The Urban analysis had estimated a roughly 30% reduction in prescription drug prices, which it thought had a better shot of getting through Congress and the influential pharmaceutical lobbyists. As it is, the House bill has divided progressive and moderate Democrats, which has delayed bringing it to the floor for a vote. It’s considered dead on arrival in the GOP-controlled Senate.
Overall, Warren’s prescription drug reform plan would save $1.7 trillion over a decade, according to the analysis done for her campaign.
Reducing payments to hospitals and doctors: Warren proposes drastically cutting reimbursement rates for many providers.
She would pay hospitals an average of 110% of Medicare rates, which she said would cover their current cost of caring for patients. She argues that hospitals will still come out ahead because their administrative and drug expenses would be lower and because everyone would have insurance – meaning fewer non-paying consumers.
Doctors, meanwhile, would be paid at current Medicare rates, though Warren would increase reimbursements for primary care doctors and lower them for certain specialists, whom she called “overpaid.” Physicians would also benefit since they would spend less time on billing and dealing with insurance companies, she said.

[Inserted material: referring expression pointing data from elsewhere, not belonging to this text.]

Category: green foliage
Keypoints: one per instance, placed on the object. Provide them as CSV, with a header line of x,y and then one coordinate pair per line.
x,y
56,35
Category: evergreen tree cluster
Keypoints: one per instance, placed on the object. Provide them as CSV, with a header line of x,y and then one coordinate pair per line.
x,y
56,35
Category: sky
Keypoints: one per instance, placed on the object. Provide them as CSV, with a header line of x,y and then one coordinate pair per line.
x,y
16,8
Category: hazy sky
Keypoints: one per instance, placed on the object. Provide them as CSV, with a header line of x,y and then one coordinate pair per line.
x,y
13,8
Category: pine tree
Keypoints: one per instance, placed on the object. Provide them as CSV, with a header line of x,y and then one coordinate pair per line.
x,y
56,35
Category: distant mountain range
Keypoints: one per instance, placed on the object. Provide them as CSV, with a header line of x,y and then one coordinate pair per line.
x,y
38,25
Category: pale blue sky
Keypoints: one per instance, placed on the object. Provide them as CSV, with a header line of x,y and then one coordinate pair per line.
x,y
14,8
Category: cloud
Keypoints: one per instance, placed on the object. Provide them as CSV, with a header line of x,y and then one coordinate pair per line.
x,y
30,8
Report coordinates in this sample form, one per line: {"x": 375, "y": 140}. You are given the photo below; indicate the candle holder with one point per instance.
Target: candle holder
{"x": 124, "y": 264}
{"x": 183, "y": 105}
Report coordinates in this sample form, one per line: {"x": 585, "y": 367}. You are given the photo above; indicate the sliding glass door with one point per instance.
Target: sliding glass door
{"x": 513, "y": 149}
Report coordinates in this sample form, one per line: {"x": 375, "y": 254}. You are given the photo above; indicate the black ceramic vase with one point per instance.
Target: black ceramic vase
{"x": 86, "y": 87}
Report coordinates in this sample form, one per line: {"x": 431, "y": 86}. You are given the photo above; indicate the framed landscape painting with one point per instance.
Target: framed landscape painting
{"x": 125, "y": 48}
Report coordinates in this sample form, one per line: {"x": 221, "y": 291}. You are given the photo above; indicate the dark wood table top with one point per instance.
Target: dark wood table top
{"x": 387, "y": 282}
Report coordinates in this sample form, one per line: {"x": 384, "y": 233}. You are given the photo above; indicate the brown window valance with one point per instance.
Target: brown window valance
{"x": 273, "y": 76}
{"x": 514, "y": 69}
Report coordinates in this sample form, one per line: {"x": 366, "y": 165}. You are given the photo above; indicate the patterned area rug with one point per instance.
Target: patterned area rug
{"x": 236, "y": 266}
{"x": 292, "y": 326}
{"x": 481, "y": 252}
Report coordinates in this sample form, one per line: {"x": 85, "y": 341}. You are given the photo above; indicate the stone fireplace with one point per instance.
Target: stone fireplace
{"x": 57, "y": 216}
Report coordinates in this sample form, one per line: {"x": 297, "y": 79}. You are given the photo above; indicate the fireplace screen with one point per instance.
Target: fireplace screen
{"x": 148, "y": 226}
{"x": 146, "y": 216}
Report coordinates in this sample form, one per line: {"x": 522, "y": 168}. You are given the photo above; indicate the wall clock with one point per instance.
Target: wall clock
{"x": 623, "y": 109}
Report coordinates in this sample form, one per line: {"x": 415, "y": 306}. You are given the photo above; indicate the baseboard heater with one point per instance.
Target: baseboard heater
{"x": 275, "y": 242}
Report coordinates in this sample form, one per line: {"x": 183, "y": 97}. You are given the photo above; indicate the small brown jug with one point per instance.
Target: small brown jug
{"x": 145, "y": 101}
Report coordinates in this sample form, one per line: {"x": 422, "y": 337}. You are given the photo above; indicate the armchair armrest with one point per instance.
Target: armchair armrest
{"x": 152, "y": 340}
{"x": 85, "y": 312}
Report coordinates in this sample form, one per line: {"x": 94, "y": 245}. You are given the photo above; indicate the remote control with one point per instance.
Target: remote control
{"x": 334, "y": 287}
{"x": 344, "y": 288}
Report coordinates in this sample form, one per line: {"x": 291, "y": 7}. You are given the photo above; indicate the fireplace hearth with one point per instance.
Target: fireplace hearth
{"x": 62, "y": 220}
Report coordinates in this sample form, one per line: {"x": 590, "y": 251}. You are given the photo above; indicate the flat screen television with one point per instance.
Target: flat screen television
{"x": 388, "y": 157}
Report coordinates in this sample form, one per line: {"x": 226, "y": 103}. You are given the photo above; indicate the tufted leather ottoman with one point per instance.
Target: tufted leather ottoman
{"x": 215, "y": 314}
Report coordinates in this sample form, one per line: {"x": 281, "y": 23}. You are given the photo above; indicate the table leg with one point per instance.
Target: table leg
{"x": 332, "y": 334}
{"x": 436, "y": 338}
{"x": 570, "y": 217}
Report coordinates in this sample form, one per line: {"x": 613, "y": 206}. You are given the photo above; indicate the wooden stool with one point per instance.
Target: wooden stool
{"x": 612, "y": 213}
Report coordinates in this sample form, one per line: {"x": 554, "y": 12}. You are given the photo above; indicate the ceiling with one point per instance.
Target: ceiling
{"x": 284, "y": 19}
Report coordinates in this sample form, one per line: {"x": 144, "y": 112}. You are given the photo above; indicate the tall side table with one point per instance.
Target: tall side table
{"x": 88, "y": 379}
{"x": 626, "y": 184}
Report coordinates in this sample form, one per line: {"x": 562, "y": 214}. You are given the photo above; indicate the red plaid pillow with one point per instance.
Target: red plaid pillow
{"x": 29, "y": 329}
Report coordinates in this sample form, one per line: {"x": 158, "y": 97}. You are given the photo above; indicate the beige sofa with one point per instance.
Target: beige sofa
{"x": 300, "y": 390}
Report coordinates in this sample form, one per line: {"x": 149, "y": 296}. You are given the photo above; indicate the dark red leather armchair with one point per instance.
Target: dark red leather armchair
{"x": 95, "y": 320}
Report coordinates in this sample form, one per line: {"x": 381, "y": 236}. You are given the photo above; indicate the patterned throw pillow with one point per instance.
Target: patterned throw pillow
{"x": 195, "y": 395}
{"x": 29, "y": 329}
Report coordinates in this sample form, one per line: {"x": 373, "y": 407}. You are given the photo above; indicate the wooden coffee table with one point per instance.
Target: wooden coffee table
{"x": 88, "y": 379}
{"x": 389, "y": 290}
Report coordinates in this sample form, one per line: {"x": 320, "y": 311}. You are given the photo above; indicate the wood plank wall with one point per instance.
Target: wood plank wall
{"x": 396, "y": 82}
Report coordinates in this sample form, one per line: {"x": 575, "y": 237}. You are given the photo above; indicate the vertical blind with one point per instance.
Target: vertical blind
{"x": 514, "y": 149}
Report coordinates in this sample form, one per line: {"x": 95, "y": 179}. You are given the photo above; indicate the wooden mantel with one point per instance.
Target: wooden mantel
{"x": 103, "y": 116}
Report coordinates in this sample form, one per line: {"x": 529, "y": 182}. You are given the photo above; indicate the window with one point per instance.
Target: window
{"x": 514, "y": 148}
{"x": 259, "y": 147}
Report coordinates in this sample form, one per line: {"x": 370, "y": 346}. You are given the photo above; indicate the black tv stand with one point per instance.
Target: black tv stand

These rates would be a big haircut from those paid by private insurers, though it would be a bump up from Medicaid reimbursement. So just how it affects providers would depend on their mix of private, Medicare and Medicaid patients. This, along with other payment reforms, would save $2.9 trillion over a decade.
Still, the powerful hospital and physician groups would fight such a change in reimbursements. For instance, when devising a state-run public insurance option earlier this year, Washington lawmakers wound up capping payments at an average of 160% of Medicare rates, instead of just Medicare rates, after an outcry from the industry. That reduced projected premium savings to only 5% to 10%, instead of 40%.
“These [Medicare] rates are simply so punishing to doctors, nurses and hospital employees compared to private insurance that there will be revolt among the medical profession,” Kessler said. “So there will either be an expensive rollback or demonstrations in the street.”
Slowing health care spending growth: Overall, Warren’s proposal would lower the rate of health care spending growth in the US so that it falls in line with overall economic growth, according to the analysis done for the campaign. This would save $1.1 trillion over a decade.
That will be possible in part because currently about one-third of the spending – roughly $1 trillion – is low value, Berwick said. That gives the US a lot of opportunity to eliminate these wasteful expenditures under Medicare for All.
But other experts doubt that will be possible.
“To get down to GDP growth is not something we’ve ever done in this country,” Holahan said.